The rest of the garden seems to be doing quite well, though - the herbs, flowers, tomatoes, lettuce, and radishes. There are some hardy looking cucumber sprouts that are recovered from what looked suspiciously like a sharp beak that had broken the leaves off... Not to be pointing feathers here, but ...
Growing a marriage is, naturally, a profitable pursuit, and far more fruitful than pruning tomato plants. It takes a lot of care, one can imagine; little cliche seeds of love and kindness, and all that rot. We can always learn tricks from experienced gardners - I learned how to prune tomatoes from a lady who had grown them many years. She showed me which branches to trim and when, which branches would bear fruit. She showed me how to cut off the waste, and leave the good. In a marriage, you sometimes have to cut off wasteful branches - selfishness, laziness, a constant inward focus.

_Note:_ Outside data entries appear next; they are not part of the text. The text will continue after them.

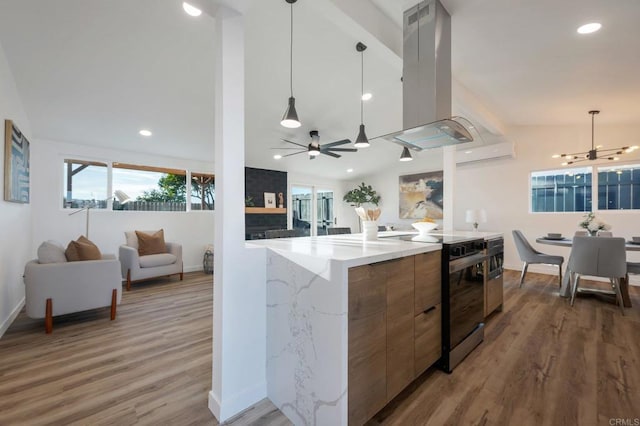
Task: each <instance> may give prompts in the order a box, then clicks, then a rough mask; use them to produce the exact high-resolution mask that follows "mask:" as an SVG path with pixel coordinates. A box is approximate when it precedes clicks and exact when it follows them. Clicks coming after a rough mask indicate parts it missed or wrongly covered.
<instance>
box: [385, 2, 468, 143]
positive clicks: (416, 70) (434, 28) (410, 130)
mask: <svg viewBox="0 0 640 426" xmlns="http://www.w3.org/2000/svg"><path fill="white" fill-rule="evenodd" d="M403 33H404V34H403V35H404V46H403V89H402V90H403V92H402V96H403V128H404V130H401V131H398V132H393V133H390V134H388V135H384V136H379V137H377V138H375V139H383V140H386V141H389V142H394V143H397V144H400V145H403V146H406V147H407V148H409V149H412V150H414V151H422V150H423V149H431V148H438V147H441V146H445V145H453V144H459V143H466V142H473V140H474V136H473V134H475V135H476V137H478V133H477V131H476V130H474V127H473V126H472V124H471V122H469V121H468V120H467V119H465V118H462V117H451V16H450V15H449V12H447V10H446V9H445V8H444V6H442V4H440V1H438V0H425V1H423V2H421V3H419V4H417V5H416V6H414V7H412V8H410V9H408V10H407V11H405V12H404V25H403ZM425 123H426V124H425Z"/></svg>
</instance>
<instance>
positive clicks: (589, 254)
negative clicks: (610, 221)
mask: <svg viewBox="0 0 640 426" xmlns="http://www.w3.org/2000/svg"><path fill="white" fill-rule="evenodd" d="M567 271H568V273H569V276H570V282H571V286H572V287H571V306H573V303H574V301H575V297H576V293H577V292H578V287H579V283H580V276H581V275H588V276H593V277H605V278H609V281H610V282H611V287H612V288H613V290H614V294H615V295H616V298H617V300H618V305H619V306H620V312H622V315H624V304H623V301H622V293H621V291H620V285H621V280H622V279H623V277H625V275H626V274H627V252H626V247H625V240H624V238H613V237H611V238H593V237H575V238H574V239H573V246H572V248H571V255H570V256H569V262H568V264H567Z"/></svg>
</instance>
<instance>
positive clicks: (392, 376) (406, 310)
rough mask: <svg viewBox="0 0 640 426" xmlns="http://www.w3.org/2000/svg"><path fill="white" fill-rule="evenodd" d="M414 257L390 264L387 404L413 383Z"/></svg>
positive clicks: (413, 370) (406, 257) (387, 305)
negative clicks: (413, 284) (409, 384)
mask: <svg viewBox="0 0 640 426" xmlns="http://www.w3.org/2000/svg"><path fill="white" fill-rule="evenodd" d="M413 267H414V259H413V256H410V257H405V258H402V259H398V260H394V261H391V262H388V263H387V401H390V400H391V399H393V397H395V396H396V395H397V394H399V393H400V391H401V390H402V389H404V388H405V387H406V386H407V385H408V384H409V383H411V381H412V380H413V371H414V367H413V356H414V355H413V334H414V333H413V322H414V321H413V291H414V285H413V277H414V271H413Z"/></svg>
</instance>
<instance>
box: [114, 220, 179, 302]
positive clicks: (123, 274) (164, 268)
mask: <svg viewBox="0 0 640 426" xmlns="http://www.w3.org/2000/svg"><path fill="white" fill-rule="evenodd" d="M143 232H145V233H147V234H152V233H154V232H156V231H143ZM124 234H125V237H126V239H127V243H126V244H124V245H121V246H120V250H119V257H120V263H121V265H122V277H123V278H124V279H125V280H126V281H127V290H131V283H134V282H136V281H145V280H149V279H153V278H157V277H161V276H169V275H177V274H180V281H182V278H183V276H184V274H183V268H182V245H180V244H178V243H170V242H165V246H166V250H167V251H166V253H161V254H150V255H146V256H140V255H139V254H138V236H137V235H136V232H135V231H127V232H125V233H124Z"/></svg>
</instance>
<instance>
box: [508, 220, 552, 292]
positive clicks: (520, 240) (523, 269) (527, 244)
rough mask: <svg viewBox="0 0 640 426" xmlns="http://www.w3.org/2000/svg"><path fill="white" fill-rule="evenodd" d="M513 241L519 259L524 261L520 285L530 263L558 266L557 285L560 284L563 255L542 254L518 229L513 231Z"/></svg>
mask: <svg viewBox="0 0 640 426" xmlns="http://www.w3.org/2000/svg"><path fill="white" fill-rule="evenodd" d="M513 241H514V242H515V243H516V248H517V249H518V254H519V255H520V260H522V261H523V262H524V265H523V266H522V274H521V275H520V287H522V283H524V276H525V275H526V274H527V268H529V265H530V264H532V263H543V264H546V265H557V266H558V286H559V287H561V286H562V264H563V263H564V257H562V256H555V255H551V254H544V253H541V252H539V251H538V250H536V249H534V248H533V247H531V244H529V242H528V241H527V239H526V238H525V237H524V235H522V232H520V231H518V230H514V231H513Z"/></svg>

All of these branches can take up a lot of space in the terra cotta pot of life, and a lot of energy in the photosynthesis of life, and a lot of emotional strength (I do not think plants have a comparable feature to emotion). Sometimes, it is better to just snap the branch off and leave it in the burn pile. Give more room for the fruitful branches of love, sympathy, forbearance, and selflessness to grow.
With these valuable seeds of truth, I close my second epistle.